Seventy games into his major league career, Mike Yastrzemski has matched his Hall of Fame grandfather in one category.

Three-homer games.

The younger Yaz went deep three times, including a go-ahead solo blast in the 11th inning, to lead the San Francisco Giants to a wild, 10-9 victory over the Arizona Diamondbacks on Friday night in Phoenix.

The Red Sox legend played 3,308 major league games and the only three-homer game of his career came in his 15th season, on May 19, 1976, at Tiger Stadium in Detroit.

Here's a look at Mike Yaz's handiwork in a game where the teams combined to hit 12 homers, just the second time in major league history that's happened. 

A solo shot in the third...

A two-run homer in the seventh...

And what proved to be the winner in the 11th:

Mike Yastrzemski, 28, called up May 25, has 16 homers, 45 RBI (including four Friday night) and is hitting .272. The Giants (62-61) are 2 1/2 games out of the NL's second wild-card spot.

Drafted in the 36th round by the Red Sox in 2009 out of St.
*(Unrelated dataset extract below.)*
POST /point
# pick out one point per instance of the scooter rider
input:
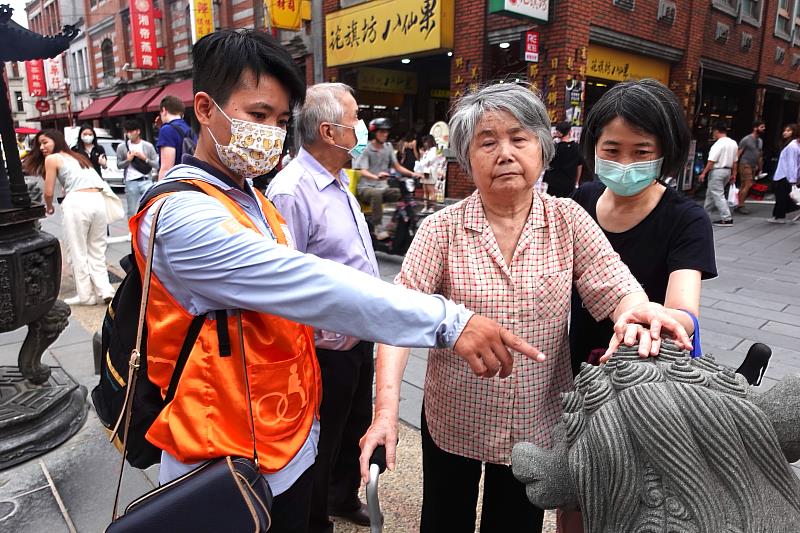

John's Prep in Danvers, Mass., Yastrzemski, a left-handed hitting outfielder like his grandfather (but a left-handed thrower), didn't sign, went to Vanderbilt and was drafted in the 14th round by the Orioles in 2013. After six years in the minors with Baltimore, he was traded to the Giants this past March.

Even before the third homer, the MLB Network noted that Mike Yaz was off to a better start in his first 261 plate appearances than grandpa, who hit .266 with 11 homers and 80 RBI as a Red Sox rookie in 1961. 

The Giants come to Fenway Park for a three-game series Sept. 17-19.